Ces discours sont appelés des « discours de haine » et il va alors de soi pour une personne prônant la justice sociale de les bannir purement et simplement. Ce qui est une forme de censure[9]. De plus, souvenons-nous de ce qui a été dit plus tôt dans le texte : la justice sociale se caractérise par une forte dépendance à des tiers. C’est au final assez logique puisque c’est comme cela que la justice fonctionne : une entité neutre s’occupe de résoudre une situation de conflit en tranchant en faveur de l’un ou de l’autre des partis et qui, s’il y a lieu de le faire, s’occupe d’ordonner et d’exécuter une mesure punitive. La petite subtilité est, qu’avec la justice sociale, le tiers n’est là que pour exécuter la punition ; la situation conflictuelle étant créée par le fait qu’un des deux partis s’est senti insulté ou remis en cause dans sa légitimité à exister[10]. La personne étant accusée de cela est donc nécessairement coupable puisque la culpabilité est ici jugée sur la base du ressenti émotionnel d’un individu et non pas sur base de règles impartiales.

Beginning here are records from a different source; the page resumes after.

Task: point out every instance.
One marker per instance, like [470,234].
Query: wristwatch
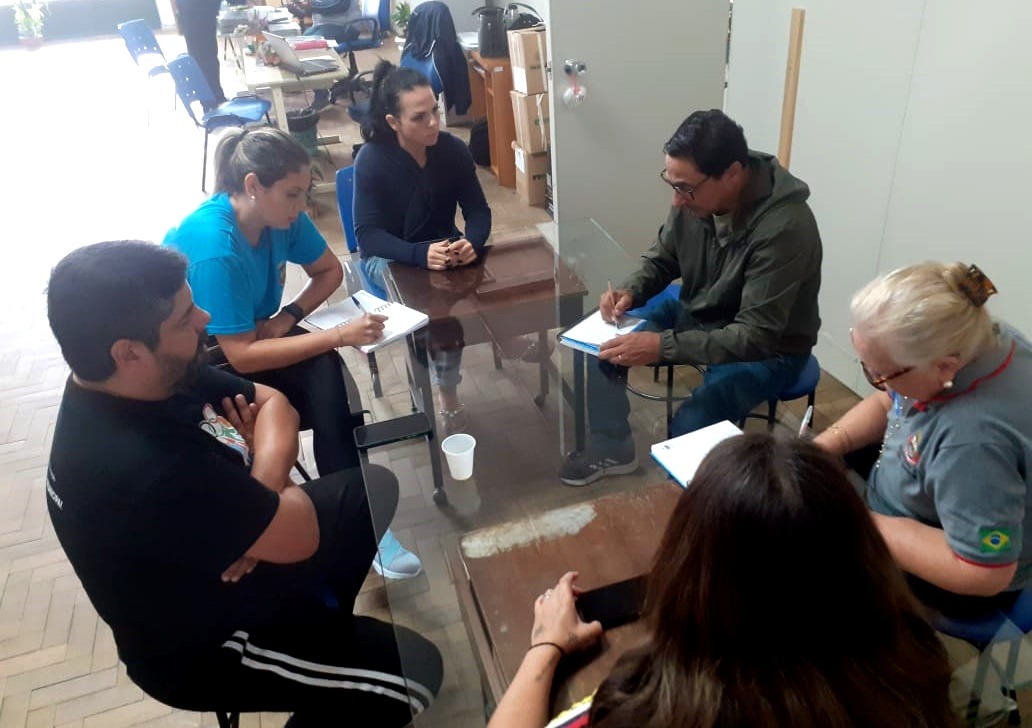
[294,310]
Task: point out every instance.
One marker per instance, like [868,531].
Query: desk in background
[490,82]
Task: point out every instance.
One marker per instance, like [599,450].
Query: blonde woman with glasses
[947,437]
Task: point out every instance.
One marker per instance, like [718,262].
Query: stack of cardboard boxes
[530,109]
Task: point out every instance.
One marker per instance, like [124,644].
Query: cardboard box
[528,54]
[531,170]
[531,115]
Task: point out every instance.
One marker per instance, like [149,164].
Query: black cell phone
[613,604]
[411,425]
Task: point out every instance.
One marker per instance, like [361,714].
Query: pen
[806,420]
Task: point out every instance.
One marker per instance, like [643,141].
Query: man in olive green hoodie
[745,245]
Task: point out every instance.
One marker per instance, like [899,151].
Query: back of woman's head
[270,154]
[389,82]
[774,601]
[926,311]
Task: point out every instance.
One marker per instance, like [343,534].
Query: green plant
[400,17]
[30,17]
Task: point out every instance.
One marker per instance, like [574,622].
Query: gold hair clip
[976,286]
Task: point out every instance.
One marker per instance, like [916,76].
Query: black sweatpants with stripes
[299,649]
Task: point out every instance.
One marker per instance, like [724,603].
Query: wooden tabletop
[501,570]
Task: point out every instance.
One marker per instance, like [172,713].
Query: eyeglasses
[683,191]
[879,382]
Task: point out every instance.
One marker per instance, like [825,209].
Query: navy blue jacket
[400,209]
[432,31]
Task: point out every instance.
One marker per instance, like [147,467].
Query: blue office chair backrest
[191,85]
[345,204]
[424,66]
[139,39]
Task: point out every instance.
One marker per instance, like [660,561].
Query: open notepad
[400,319]
[593,331]
[681,455]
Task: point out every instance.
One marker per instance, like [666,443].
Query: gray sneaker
[598,462]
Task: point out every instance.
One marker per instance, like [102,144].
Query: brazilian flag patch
[994,540]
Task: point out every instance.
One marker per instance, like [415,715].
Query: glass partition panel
[489,366]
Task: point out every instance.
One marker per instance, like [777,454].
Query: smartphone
[613,604]
[411,425]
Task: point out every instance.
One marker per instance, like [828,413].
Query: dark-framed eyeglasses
[879,382]
[682,191]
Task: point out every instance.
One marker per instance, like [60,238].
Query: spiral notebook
[400,319]
[593,331]
[680,456]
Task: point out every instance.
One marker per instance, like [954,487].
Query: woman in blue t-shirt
[238,243]
[772,601]
[410,178]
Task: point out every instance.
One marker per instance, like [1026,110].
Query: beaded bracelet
[562,653]
[845,436]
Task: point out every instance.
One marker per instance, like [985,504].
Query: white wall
[892,116]
[461,12]
[643,78]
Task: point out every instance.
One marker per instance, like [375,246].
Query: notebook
[290,61]
[400,319]
[680,456]
[593,331]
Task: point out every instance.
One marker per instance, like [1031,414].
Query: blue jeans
[446,346]
[729,390]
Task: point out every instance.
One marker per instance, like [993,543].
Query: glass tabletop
[493,338]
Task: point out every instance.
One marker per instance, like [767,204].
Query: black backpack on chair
[480,144]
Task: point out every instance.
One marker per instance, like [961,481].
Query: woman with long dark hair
[773,601]
[410,178]
[238,243]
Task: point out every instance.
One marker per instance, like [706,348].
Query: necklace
[895,422]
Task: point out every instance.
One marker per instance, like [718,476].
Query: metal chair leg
[378,390]
[203,165]
[985,658]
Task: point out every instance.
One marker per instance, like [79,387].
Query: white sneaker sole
[624,469]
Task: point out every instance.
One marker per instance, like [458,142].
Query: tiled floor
[86,160]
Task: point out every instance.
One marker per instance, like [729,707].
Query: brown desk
[518,286]
[490,82]
[498,571]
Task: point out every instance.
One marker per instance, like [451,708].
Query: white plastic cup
[458,452]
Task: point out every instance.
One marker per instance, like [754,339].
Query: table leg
[542,369]
[418,347]
[281,108]
[579,400]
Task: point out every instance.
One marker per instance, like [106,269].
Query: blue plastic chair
[192,88]
[142,46]
[984,633]
[805,385]
[345,207]
[424,66]
[372,27]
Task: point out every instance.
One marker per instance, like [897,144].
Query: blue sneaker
[393,561]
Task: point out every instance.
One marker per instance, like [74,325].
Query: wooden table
[277,80]
[490,82]
[518,286]
[498,571]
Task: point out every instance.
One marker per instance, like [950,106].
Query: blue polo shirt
[235,282]
[961,462]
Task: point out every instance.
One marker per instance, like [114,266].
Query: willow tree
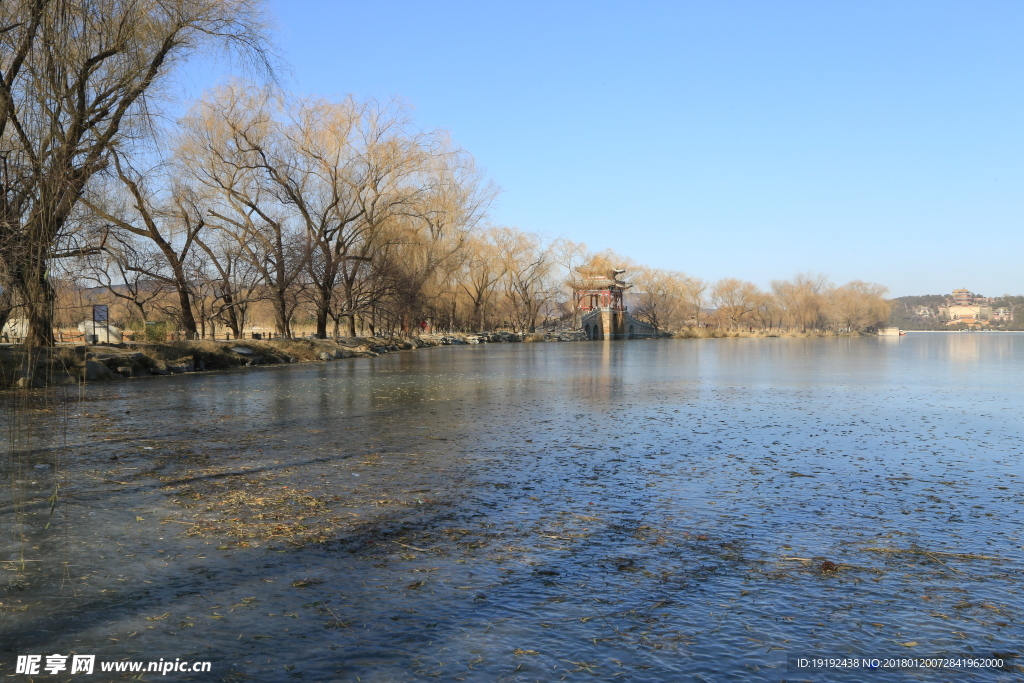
[74,81]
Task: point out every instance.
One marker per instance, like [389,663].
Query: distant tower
[601,291]
[599,298]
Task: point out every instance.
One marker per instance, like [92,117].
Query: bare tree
[735,301]
[74,79]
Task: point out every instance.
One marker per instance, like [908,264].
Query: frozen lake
[636,511]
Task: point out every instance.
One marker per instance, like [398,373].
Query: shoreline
[71,366]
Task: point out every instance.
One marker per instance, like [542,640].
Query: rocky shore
[73,365]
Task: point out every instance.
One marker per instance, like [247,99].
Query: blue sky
[870,140]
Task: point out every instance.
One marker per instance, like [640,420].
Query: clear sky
[864,140]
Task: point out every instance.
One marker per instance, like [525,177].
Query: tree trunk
[38,297]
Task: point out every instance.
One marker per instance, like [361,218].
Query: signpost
[100,314]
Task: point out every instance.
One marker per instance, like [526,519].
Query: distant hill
[904,312]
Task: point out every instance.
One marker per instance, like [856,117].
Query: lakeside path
[648,512]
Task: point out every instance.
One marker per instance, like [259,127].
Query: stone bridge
[611,324]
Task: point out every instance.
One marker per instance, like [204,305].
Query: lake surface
[635,511]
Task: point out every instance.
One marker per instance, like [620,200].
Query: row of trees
[339,215]
[804,303]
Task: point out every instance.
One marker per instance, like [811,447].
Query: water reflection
[634,510]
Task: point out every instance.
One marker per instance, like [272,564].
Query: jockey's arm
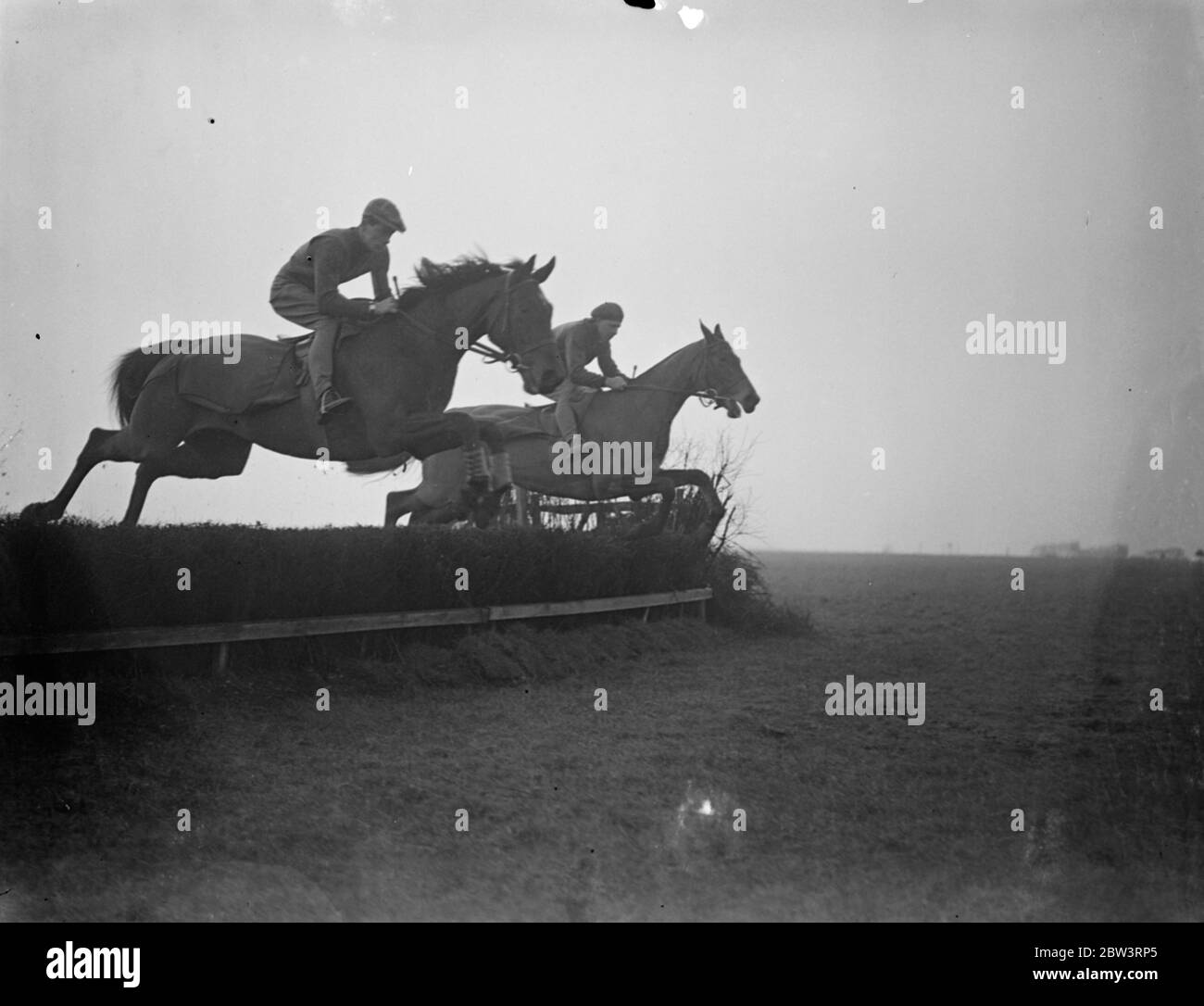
[381,276]
[577,356]
[606,361]
[328,267]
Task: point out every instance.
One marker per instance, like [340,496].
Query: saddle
[268,372]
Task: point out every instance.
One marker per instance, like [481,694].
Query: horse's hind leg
[397,505]
[101,446]
[204,454]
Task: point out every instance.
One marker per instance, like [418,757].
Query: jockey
[306,289]
[581,344]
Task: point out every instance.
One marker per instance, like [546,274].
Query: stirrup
[330,403]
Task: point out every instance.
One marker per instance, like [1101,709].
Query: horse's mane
[446,277]
[650,373]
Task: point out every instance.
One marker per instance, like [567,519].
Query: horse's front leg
[432,433]
[706,485]
[660,484]
[501,478]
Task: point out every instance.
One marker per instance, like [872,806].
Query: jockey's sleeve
[329,265]
[578,352]
[381,275]
[606,361]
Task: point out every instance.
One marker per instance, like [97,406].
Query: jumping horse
[400,372]
[642,413]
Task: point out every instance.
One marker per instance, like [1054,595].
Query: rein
[709,396]
[512,359]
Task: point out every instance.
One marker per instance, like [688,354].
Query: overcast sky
[758,217]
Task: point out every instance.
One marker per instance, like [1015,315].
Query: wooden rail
[288,628]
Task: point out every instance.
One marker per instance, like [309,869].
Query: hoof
[36,513]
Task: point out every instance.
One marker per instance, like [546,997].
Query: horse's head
[520,325]
[723,375]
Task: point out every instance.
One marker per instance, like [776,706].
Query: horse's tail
[129,375]
[373,465]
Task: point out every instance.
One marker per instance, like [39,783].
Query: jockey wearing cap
[306,289]
[581,344]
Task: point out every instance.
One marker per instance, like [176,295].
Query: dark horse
[643,413]
[400,372]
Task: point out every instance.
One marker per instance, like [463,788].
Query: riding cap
[607,312]
[382,211]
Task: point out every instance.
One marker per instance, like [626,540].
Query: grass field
[1035,700]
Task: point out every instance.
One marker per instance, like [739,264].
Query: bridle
[709,396]
[514,361]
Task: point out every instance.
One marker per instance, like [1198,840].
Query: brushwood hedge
[76,576]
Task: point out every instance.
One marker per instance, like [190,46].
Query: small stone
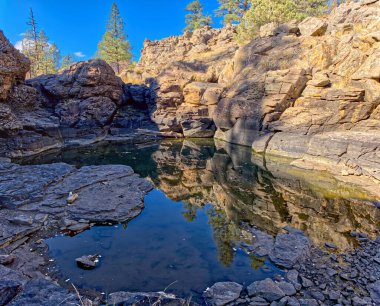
[331,272]
[87,262]
[292,276]
[266,289]
[287,288]
[308,302]
[223,293]
[357,301]
[7,259]
[331,245]
[8,290]
[344,276]
[334,295]
[22,220]
[318,295]
[306,282]
[72,198]
[258,301]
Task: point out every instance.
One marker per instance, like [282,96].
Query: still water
[189,234]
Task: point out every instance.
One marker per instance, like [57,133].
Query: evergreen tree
[67,61]
[30,46]
[52,59]
[114,47]
[232,11]
[265,11]
[196,19]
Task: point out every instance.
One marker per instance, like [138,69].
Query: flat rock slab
[33,196]
[145,299]
[266,289]
[222,293]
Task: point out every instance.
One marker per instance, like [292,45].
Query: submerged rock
[146,299]
[266,289]
[222,293]
[87,262]
[43,292]
[290,248]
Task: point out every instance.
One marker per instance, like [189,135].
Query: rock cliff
[80,105]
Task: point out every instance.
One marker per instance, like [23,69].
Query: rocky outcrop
[13,66]
[80,105]
[34,209]
[182,73]
[308,91]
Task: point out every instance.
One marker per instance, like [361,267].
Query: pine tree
[30,46]
[67,61]
[196,19]
[114,47]
[52,59]
[265,11]
[232,11]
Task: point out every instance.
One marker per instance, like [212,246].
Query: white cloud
[79,54]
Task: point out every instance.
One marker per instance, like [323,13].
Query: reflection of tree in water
[189,212]
[225,234]
[256,262]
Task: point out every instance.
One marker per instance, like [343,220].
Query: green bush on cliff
[265,11]
[196,19]
[114,47]
[232,11]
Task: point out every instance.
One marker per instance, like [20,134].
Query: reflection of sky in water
[169,242]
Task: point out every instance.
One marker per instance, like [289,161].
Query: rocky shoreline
[319,106]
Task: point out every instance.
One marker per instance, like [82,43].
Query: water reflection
[267,193]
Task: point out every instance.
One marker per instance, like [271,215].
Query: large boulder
[223,293]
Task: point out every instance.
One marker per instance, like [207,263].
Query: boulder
[222,293]
[266,289]
[43,292]
[13,66]
[289,249]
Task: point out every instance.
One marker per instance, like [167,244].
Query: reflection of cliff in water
[243,187]
[269,195]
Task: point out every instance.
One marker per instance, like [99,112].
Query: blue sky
[78,25]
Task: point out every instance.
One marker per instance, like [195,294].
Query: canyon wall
[308,91]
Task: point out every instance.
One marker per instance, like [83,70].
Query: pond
[189,235]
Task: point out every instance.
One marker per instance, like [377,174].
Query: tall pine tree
[114,47]
[196,19]
[280,11]
[67,61]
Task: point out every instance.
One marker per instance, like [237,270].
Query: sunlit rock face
[80,105]
[183,74]
[308,91]
[270,196]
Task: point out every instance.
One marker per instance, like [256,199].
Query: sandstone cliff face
[269,195]
[13,66]
[78,106]
[183,74]
[309,91]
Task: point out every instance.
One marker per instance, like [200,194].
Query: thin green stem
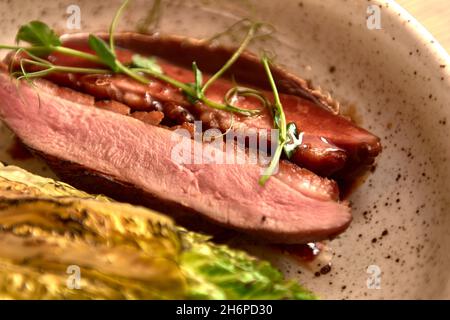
[112,28]
[234,57]
[280,124]
[277,103]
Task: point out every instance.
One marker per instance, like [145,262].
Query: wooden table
[434,15]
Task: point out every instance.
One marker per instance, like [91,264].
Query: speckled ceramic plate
[394,81]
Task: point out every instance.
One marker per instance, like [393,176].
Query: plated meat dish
[107,119]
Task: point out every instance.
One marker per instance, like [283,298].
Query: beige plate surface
[396,81]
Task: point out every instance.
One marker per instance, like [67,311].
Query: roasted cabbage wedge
[48,228]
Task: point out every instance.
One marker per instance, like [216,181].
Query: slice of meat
[293,207]
[113,106]
[153,117]
[332,145]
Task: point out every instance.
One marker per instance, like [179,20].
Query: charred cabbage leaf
[122,251]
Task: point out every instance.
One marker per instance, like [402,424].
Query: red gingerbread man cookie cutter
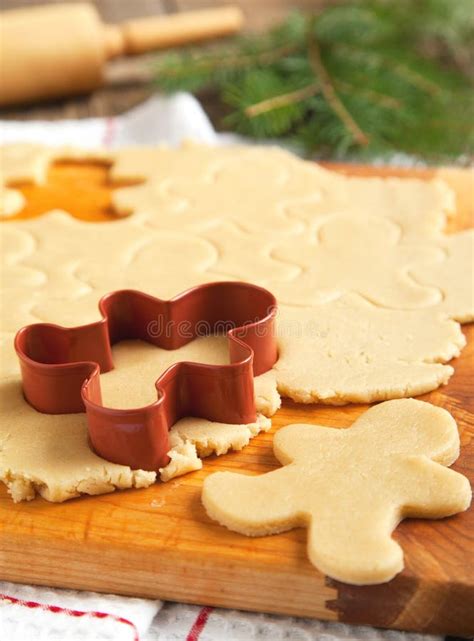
[61,367]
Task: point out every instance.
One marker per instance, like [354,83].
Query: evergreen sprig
[364,78]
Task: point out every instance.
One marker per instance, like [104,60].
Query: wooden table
[159,542]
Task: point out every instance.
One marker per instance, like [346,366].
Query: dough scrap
[50,455]
[239,213]
[350,488]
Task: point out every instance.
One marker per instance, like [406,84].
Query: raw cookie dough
[350,488]
[349,351]
[204,214]
[50,454]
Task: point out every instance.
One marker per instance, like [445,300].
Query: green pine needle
[361,79]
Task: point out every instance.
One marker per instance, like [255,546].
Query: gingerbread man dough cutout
[350,487]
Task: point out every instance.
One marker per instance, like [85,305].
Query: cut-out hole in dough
[82,188]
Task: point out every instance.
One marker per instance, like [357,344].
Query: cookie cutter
[61,367]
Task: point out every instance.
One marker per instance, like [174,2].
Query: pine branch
[276,102]
[363,78]
[327,87]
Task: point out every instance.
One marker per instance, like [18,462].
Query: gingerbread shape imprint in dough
[350,488]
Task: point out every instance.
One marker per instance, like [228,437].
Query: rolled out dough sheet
[369,288]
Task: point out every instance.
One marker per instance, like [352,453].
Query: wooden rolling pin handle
[147,34]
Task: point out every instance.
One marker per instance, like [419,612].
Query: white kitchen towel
[42,614]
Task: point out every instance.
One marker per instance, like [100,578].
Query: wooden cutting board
[158,542]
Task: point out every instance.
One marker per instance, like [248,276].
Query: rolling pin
[59,50]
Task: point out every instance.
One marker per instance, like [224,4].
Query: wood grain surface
[158,542]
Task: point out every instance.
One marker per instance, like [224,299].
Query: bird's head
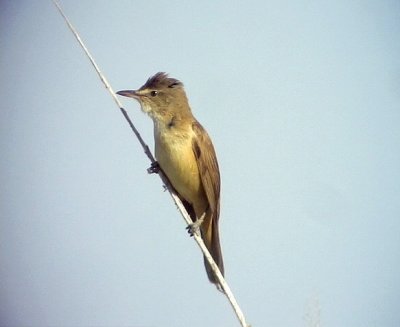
[160,96]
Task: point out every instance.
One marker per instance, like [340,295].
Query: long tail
[210,234]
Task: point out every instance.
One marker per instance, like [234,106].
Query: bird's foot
[154,168]
[194,228]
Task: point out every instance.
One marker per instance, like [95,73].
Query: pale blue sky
[302,101]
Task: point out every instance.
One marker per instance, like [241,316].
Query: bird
[186,155]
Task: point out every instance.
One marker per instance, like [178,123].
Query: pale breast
[174,153]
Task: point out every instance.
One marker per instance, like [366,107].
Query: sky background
[302,101]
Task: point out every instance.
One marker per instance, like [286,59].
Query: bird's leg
[194,227]
[154,168]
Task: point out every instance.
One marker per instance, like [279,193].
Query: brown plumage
[186,155]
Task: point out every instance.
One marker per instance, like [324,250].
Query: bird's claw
[194,228]
[154,168]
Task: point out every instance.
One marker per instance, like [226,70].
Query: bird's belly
[177,160]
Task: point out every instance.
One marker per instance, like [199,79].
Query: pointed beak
[129,93]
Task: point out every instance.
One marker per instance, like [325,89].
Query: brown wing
[208,167]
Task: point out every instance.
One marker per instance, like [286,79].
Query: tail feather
[210,234]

De cela découlent directement deux conséquences principales. La première est celle qui a déjà été exposée plus haut dans le texte : il s’agit purement et simplement de la mise en place d’une censure à l’encontre des discours qualifiés de « discours de haine ». Le simple fait de voir des propos qualifiés de la sorte suffit à ce que soit lancée à leur encontre et à celle de leur énonciateur une véritable chasse aux sorcières qui a pour but l’éradication de cette prétendue haine. La seconde est quant à elle plus subtile et pernicieuse, mais tout aussi dangereuse. Du fait de la sacralisation de la victime et de la volonté de la protéger naît un élément nouveau : les « safe space », les « zones sûres ». Ces zones sont des espaces qui peuvent être géographiques ou numériques dans lesquels les personnes pouvant faire les frais de discours de haine sont supposés en être protégés. Ce sont donc des espaces séparés, en quelque sorte, de la réalité, au sein desquels rien ne peut être remis en question, ou en tout cas, rien qui puisse aller dans un sens contraire à celui des personnes y trouvant refuge. Et de là suit une nouvelle forme de culture que Haidt nome « safety culture », c’est-à-dire une culture dans laquelle tout est fait pour que tout le monde, mais en particulier les personnes dites « oppressées », puisse évoluer sans être inquiétées par quoi que ce soit, tant sur le plan physique, psychologique et intellectuel. L’apparition virale des « trigger warning » aux États-Unis et celle de l’écriture inclusive dans la francophonie en sont deux exemples. On pourrait naïvement se dire qu’il n’y a en soit rien de mal à ce que ce genre d’espaces existent et cela est vrai. Mais ça ne l’est uniquement que dans le cas où cet espace est un espace privé car dès lors que cet espace est étendu à la sphère publique, cela crée des conflits colossaux. Il en va de même quand l’élargissement se fait jusque dans la sphère universitaire, étant donné que c’est dans ces deux milieux que des discours de haine sont susceptibles d’être énoncés. Ce qui entraîne alors la mise en place de la mécanique de censure dont il a été fait mention.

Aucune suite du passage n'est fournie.